Liberals Defend the Guilty to Protect the Innocent (1/14/06)
by Dean Hartwell
Columnist Jonah Goldberg recently scolded liberals for supporting people whom he thought were guilty, like Sacco and Vanzetti, the Rosenbergs and Stanley “Tookie” Williams.[1] He misses the point. By supporting the rights of these and other individuals, we reduce the chance that innocent people will receive punishment.
Just as there is no perfect crime, there are no perfect verdicts, either. Eyewitness testimony is notoriously unreliable. Fingerprints and blood can be planted. Even confessions are sometimes coerced.
Unscrupulous prosecutors and crooked judges can expedite the process of convicting an innocent person. Even with the constitutional protections provided for defendants such as the right against unreasonable searches and seizures, the right to remain silent when put into custodial interrogation and the right against being a witness against oneself, defendants often find themselves outflanked in the courtroom.
That leaves the public with a choice: would we rather see innocent people punished or guilty people go free? People like Goldberg apparently have no qualms about the possibility of punishing the innocent since he fails to mention that this situation actually happens. Let’s look at a real case.
Randall Dale Adams was convicted in Texas of murdering a police officer and sentenced to death in 1977. A judge scheduled his execution for May 1979. Just three days before the execution, United States Supreme Court Justice Lewis Powell, Jr. ordered a stay because of the way that jurors had been selected. Some prospective jurors who opposed the death penalty but who said they could follow Texas law were wrongly excluded.
Was Adams innocent? You be the judge:
Adams spent the afternoon of the murder riding around in a car driven by David Ray Harris. Harris dropped Adams off at his hotel. Later that night, the police pulled over that same car since it had no headlights on. The driver shot one of the police officers five times.

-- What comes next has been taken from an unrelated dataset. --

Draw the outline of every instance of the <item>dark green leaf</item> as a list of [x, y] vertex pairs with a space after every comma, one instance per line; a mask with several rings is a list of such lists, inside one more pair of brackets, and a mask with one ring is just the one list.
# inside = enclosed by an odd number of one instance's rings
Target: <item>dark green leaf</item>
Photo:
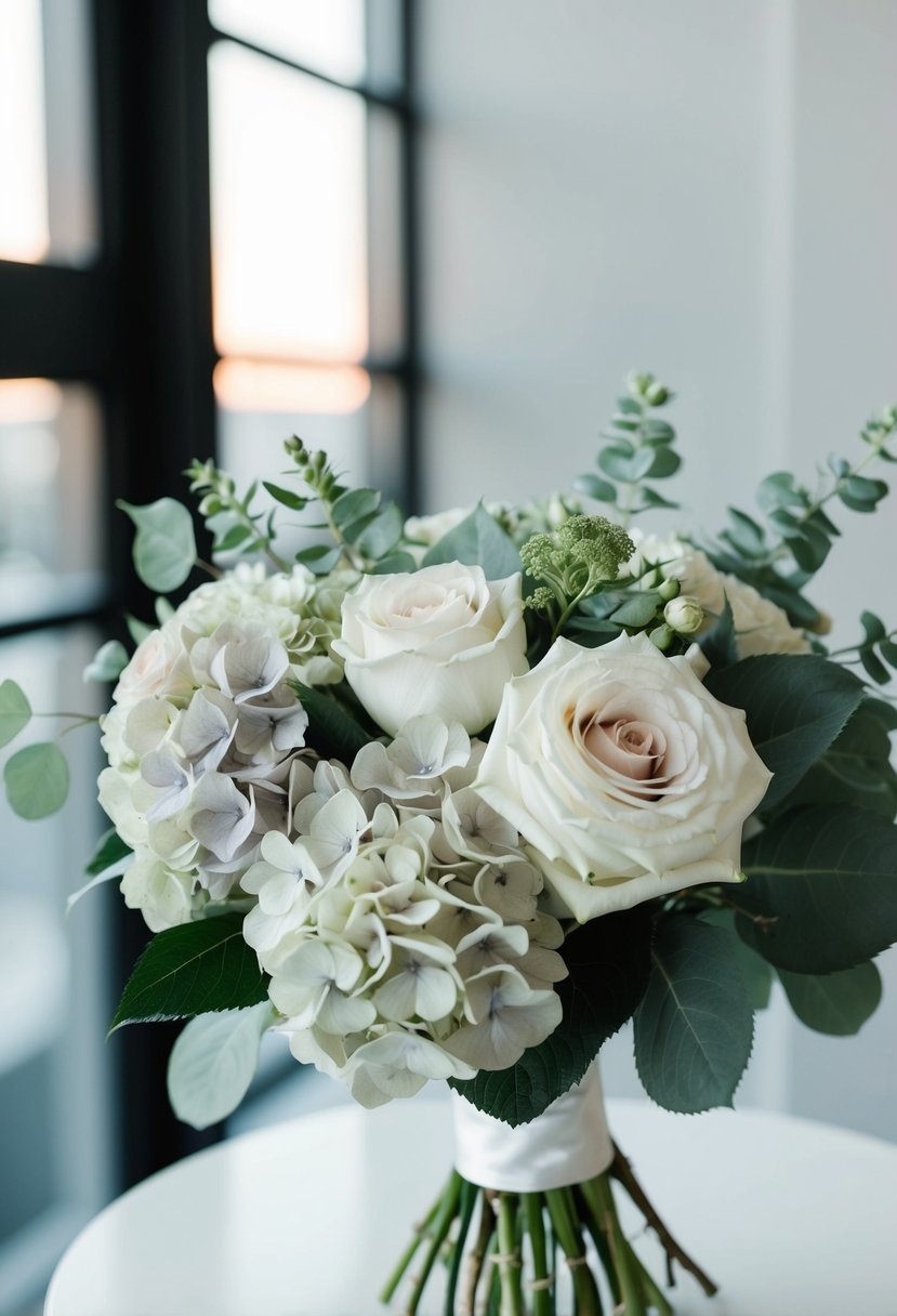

Harris later bragged to friends that he had “offed a pig.” Police approached him and asked him about his statements and he said he was only trying to impress friends. When the police confronted him with the results of a ballistics test which established a gun he stole as the murder weapon, he changed his story and implicated Adams.
The police then interrogated Adams and claimed he failed a polygraph test. They also misquoted Adams in a statement by saying that he had confessed to the crime. So they charged Adams, very possibly because he was old enough to be executed and Harris (16 at the time of the crime) was not.
The trial consisted of the introduction of the Adams statement, perjured testimony and a former chief of psychiatry for the Texas Department of Corrections, who testified that Adams would be dangerous unless executed. The jury quickly returned a guilty verdict and later a death sentence.
What eventually freed Adams was the evidence of prosecutorial misconduct. Adams, who entered prison in 1977, finally got his freedom in 1989.[2]
So Jonah Goldberg can complain all he wants to about liberals who support defendants that many believe to be guilty. Since we cannot say for sure who is guilty, it is important to support the rights of all people to fair trials and an appeals process. If the price of freeing a Randall Adams is to support the rights of a Tookie Williams, I will gladly pay it.